Barstool A&M currently has 118,000 followers on Instagram, making the account the third-highest followed SEC Barstool account behind Barstool Alabama and Georgia. The page also has over 25,000 more followers than Barstool Longhorn, the University of Texas’s Barstool account, which was not the case when Evangelist first took over the account.

“When I took over the account, the t.u. page had more followers than us, and we weren’t even in the top five SEC Barstool accounts,” Evangelist said. “It’s crazy to think about how much this platform has grown and will continue to grow. This is all possible because of A&M and how much we have going on. I couldn’t go more than five minutes without DMs to the account. It’s a real tribute to, one, how large the university is and, two, how passionate we are.”

Much of the accounts’ growth can be attributed to differentiating the account from others to reach its potential, Evangelist said.
“There is a whole team of Barstool affiliate accounts … while our job is to cover events at [our school] we also promote Barstool merchandise to receive a commission,” Evangelist said. “My goal was to affiliate this account more with A&M than Barstool.
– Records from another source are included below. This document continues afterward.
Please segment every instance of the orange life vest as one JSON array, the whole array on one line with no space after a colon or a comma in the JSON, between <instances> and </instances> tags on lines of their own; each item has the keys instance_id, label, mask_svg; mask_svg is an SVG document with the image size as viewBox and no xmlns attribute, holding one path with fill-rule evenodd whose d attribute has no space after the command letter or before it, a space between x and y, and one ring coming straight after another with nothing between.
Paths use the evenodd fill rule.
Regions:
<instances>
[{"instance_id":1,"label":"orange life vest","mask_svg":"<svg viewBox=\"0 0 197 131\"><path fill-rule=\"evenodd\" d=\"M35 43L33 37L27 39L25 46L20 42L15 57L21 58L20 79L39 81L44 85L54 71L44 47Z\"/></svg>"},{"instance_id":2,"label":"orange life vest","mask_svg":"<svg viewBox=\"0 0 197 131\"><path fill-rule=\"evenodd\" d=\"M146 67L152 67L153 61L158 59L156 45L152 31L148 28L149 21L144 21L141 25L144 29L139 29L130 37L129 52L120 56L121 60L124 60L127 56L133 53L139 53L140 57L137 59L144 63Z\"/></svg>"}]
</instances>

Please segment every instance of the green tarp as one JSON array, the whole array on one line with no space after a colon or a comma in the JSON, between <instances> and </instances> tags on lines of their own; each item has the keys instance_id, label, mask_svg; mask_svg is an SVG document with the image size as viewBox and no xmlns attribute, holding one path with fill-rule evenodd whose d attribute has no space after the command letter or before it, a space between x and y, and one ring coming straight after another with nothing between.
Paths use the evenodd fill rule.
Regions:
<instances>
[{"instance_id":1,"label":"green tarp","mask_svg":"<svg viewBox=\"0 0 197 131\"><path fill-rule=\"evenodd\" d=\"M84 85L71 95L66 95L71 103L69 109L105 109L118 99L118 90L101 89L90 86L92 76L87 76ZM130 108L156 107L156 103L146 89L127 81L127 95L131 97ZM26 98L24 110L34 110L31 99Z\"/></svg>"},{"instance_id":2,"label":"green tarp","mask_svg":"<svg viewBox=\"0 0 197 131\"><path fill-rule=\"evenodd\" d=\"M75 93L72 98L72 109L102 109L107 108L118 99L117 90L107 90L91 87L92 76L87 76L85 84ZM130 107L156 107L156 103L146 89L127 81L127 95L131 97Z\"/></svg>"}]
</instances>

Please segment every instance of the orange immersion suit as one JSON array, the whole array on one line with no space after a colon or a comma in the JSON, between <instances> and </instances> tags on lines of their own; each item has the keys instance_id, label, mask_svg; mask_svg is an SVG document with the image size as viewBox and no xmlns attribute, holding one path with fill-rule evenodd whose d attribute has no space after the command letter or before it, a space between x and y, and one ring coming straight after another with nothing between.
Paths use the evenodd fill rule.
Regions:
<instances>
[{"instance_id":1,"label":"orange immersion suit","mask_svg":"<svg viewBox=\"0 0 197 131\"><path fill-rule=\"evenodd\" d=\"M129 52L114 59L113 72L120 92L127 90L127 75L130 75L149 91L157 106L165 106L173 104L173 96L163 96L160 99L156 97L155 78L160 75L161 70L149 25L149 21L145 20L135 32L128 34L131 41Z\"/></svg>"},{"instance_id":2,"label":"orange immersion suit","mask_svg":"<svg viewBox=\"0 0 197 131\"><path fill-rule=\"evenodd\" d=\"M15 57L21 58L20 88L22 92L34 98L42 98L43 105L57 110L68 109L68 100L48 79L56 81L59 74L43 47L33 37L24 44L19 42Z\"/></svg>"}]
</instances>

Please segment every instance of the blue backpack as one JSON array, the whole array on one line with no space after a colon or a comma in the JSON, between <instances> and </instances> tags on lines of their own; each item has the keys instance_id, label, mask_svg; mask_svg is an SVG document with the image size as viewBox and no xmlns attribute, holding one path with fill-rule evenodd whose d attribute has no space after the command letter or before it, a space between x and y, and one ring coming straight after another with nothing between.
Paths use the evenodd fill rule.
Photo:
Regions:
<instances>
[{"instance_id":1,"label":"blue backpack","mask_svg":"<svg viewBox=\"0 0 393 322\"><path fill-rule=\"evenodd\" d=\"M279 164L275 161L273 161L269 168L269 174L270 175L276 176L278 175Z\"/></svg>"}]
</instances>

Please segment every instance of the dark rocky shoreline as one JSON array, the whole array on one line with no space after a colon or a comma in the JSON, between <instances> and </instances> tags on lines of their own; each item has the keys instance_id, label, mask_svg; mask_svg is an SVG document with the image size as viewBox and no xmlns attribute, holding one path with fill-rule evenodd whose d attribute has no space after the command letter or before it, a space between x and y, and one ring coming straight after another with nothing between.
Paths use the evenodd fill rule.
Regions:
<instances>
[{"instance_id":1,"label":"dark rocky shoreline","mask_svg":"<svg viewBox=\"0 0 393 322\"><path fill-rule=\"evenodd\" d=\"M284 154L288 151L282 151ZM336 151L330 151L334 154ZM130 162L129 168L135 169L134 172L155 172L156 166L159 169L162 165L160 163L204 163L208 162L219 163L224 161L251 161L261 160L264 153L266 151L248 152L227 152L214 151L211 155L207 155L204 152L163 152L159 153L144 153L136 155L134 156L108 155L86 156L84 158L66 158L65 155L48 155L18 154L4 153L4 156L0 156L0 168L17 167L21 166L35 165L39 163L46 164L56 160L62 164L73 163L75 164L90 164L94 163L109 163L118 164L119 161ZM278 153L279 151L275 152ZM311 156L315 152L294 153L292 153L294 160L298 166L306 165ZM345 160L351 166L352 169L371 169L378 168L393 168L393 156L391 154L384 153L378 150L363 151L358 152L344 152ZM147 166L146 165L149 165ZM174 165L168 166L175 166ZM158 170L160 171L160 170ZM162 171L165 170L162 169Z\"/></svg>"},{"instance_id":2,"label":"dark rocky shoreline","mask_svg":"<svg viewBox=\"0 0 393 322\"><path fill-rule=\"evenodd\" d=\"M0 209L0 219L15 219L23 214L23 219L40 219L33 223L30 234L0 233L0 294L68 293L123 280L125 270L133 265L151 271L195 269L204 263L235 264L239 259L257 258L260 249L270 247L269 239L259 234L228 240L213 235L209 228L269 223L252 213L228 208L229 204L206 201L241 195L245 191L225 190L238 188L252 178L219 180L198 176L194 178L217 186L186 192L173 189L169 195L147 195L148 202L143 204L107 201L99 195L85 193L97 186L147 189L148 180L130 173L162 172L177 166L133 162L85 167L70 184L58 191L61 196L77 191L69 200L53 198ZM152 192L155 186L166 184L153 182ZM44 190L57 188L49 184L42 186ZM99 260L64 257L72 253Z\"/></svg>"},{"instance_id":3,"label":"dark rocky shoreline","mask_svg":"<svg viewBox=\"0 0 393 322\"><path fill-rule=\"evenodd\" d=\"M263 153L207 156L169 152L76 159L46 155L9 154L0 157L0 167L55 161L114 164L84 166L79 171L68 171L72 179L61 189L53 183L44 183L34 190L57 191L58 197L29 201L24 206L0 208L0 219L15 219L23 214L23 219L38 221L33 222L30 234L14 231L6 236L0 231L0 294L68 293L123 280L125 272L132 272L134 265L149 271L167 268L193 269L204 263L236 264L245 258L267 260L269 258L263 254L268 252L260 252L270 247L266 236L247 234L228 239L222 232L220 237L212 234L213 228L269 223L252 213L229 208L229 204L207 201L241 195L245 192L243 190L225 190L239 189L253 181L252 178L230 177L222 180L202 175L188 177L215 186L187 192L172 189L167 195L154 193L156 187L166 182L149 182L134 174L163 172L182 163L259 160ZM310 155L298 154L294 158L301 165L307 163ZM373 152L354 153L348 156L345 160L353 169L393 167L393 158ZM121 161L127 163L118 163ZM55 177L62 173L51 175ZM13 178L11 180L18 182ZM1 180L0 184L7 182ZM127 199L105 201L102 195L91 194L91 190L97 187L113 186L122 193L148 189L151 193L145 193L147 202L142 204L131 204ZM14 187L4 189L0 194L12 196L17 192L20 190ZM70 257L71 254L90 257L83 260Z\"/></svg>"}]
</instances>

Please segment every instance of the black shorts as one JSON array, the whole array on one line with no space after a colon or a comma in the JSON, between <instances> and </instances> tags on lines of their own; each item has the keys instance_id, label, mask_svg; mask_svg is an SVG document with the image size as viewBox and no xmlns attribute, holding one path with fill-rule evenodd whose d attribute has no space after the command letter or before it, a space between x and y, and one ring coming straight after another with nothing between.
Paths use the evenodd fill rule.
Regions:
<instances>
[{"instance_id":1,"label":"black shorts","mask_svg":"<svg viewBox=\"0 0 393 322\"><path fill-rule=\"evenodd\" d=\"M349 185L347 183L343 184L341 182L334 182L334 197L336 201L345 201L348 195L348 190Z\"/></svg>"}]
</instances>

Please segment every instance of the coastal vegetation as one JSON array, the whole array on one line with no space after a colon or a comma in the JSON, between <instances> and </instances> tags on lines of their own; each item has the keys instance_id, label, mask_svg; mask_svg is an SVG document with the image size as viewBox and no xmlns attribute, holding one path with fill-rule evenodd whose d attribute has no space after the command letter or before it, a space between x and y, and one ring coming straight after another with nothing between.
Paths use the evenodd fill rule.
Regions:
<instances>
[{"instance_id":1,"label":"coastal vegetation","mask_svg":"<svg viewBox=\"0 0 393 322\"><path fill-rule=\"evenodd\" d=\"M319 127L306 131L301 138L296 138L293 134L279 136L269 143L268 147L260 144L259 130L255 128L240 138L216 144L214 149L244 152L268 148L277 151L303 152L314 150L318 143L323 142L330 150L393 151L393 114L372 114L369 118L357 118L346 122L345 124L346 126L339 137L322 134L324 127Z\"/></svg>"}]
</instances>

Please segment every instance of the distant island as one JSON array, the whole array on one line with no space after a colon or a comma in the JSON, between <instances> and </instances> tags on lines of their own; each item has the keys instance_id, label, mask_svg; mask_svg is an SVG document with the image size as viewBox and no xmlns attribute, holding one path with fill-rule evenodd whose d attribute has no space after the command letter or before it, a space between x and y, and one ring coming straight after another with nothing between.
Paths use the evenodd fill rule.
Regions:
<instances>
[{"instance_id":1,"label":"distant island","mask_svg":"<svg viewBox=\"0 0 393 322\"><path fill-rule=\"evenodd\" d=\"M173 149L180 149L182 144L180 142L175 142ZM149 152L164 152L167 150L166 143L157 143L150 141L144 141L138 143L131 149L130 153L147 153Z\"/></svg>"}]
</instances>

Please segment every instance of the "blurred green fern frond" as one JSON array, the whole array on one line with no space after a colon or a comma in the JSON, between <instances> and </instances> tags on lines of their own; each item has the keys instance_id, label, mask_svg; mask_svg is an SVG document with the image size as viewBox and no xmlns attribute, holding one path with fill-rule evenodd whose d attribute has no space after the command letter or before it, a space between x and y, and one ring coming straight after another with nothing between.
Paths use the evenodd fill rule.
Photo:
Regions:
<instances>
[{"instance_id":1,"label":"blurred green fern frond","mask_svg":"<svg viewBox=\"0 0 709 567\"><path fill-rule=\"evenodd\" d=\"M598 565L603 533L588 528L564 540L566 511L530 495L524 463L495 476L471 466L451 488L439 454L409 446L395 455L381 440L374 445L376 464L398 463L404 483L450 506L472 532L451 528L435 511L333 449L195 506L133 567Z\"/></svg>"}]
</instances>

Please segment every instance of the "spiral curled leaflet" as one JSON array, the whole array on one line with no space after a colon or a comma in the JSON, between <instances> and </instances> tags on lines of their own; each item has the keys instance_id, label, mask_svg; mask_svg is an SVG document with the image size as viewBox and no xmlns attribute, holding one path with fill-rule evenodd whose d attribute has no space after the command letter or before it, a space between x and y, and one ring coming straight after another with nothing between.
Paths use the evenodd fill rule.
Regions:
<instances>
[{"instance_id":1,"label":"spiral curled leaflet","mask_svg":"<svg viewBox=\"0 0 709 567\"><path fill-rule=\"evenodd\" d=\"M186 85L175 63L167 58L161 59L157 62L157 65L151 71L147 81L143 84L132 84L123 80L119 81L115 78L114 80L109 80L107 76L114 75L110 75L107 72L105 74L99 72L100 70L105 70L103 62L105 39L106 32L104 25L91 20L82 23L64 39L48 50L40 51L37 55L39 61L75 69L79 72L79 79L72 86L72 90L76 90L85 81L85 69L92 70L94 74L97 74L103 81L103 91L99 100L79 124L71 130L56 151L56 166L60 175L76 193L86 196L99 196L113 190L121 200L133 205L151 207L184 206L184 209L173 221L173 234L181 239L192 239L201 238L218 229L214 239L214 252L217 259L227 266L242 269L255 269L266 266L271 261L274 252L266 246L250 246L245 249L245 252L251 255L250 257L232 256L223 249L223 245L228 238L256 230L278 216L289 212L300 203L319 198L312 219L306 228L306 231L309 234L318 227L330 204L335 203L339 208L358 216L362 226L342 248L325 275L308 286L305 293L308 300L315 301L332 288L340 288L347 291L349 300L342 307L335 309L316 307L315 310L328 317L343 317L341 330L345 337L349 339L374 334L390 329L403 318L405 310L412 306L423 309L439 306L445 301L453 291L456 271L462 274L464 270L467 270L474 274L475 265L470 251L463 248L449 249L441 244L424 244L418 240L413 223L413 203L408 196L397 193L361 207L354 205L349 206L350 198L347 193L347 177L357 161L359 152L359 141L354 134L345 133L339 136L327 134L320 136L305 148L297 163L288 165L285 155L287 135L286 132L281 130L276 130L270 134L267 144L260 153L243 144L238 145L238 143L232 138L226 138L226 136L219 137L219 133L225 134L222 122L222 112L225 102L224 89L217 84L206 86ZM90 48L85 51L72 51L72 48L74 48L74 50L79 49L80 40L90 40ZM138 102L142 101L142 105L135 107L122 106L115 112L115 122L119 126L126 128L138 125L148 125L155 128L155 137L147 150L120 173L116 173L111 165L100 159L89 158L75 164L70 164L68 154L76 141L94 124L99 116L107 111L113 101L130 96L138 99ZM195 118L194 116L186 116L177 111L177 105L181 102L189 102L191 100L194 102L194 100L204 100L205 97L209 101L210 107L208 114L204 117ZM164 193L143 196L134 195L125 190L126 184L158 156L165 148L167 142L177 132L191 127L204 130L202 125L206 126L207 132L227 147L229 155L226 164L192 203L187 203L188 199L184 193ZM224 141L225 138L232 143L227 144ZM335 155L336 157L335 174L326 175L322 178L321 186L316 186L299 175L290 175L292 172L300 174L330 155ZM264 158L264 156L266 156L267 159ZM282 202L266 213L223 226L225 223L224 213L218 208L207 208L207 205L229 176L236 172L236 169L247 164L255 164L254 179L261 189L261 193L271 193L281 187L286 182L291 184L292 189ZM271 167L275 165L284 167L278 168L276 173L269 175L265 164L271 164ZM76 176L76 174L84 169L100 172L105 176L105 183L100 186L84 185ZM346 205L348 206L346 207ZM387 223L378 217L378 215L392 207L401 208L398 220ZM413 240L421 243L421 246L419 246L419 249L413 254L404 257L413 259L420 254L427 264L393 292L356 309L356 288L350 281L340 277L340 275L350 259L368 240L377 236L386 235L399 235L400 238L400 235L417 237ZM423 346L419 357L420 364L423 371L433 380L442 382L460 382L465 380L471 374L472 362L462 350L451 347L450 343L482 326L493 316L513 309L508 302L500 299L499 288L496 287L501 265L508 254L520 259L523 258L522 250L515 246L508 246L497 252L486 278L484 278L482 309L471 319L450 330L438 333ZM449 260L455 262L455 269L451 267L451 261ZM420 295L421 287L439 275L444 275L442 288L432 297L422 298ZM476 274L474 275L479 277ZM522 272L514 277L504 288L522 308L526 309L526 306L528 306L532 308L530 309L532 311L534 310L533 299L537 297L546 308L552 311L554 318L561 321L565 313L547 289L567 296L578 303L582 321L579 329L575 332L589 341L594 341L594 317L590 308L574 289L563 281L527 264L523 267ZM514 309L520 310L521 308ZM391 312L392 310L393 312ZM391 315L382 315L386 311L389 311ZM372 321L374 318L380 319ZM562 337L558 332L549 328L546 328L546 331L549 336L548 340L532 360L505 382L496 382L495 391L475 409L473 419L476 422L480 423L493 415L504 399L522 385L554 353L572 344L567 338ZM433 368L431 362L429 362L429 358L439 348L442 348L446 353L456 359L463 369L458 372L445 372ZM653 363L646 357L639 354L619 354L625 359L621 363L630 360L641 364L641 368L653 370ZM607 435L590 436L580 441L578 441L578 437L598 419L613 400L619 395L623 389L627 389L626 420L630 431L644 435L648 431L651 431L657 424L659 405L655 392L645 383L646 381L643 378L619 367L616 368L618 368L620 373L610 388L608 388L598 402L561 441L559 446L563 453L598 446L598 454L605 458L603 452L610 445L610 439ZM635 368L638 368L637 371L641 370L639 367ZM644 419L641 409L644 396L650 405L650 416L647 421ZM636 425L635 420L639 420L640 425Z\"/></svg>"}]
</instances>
I think a lot of accounts miss out on their potential because they’re posting Barstool-like material rather than school and culture-like material.”

Evangelist said A&M’s Barstool page will continue to engage the student body because the page is centered around A&M rather than Barstool, unlike other schools.

“A lot of the success of this account is due to knowing the community and feeding them what they want,” Evangelist said. “Other school accounts get caught up in creating a Barstool page and that’s not necessarily what every college student wants to see.”

In summer 2022, Evangelist sparked a movement to rally the A&M community in gaining Waffle House’s attention to bring a restaurant to College Station. The trend attracted media attention and numerous followers for the Barstool A&M account. The initiative served as a memorable moment in addition to Pack Reed Propaganda, a movement that encouraged more students to attend A&M basketball games, Evangelist said.

“Waffle House felt like a fever dream because there’s nothing going on in the summer,” Evangelist said. “[The trend] started with one DM and all of a sudden we have 250,000 likes and it’s a crazy movement. I think my favorite memory though was Pack Reed Propaganda. The fact [that] we had a horrible football season made my life tough in the fall, so I had to get really creative in posting things outside of [football].”

Evangelist credits the men’s basketball team and the A&M community for making Pack Reed Propaganda a success.

“Thank God the team kept rolling and built on the momentum,” Evangelist said. “The games got louder and louder, and the memes got better and better. The crowd fed off the movement that I started. To end the [regular] season beating [Alabama] at the last home game was the happiest I’ve ever felt in my life because I got to play a part in getting people to watch that basketball season.”

Evangelist said his success running the account presented him with new opportunities. Previous admins ran the account until they graduated, but Evangelist retired from his position earlier than previous admins because he wanted the account to positively affect the next social media holder.

“A lot of people have had questions as to why I gave up the account early,” Evangelist said. “I loved that account and it changed my life, but I want the page to have the opportunity to change someone else’s life …  I don’t want anyone to think this account has changed because one person isn’t there anymore.”

No matter who runs Barstool A&M, the focus will always be on growing the spirit of A&M, Evangelist said.

“This account is so much bigger than me or anyone who has ever run it,” Evangelist said. “It’s about the community.”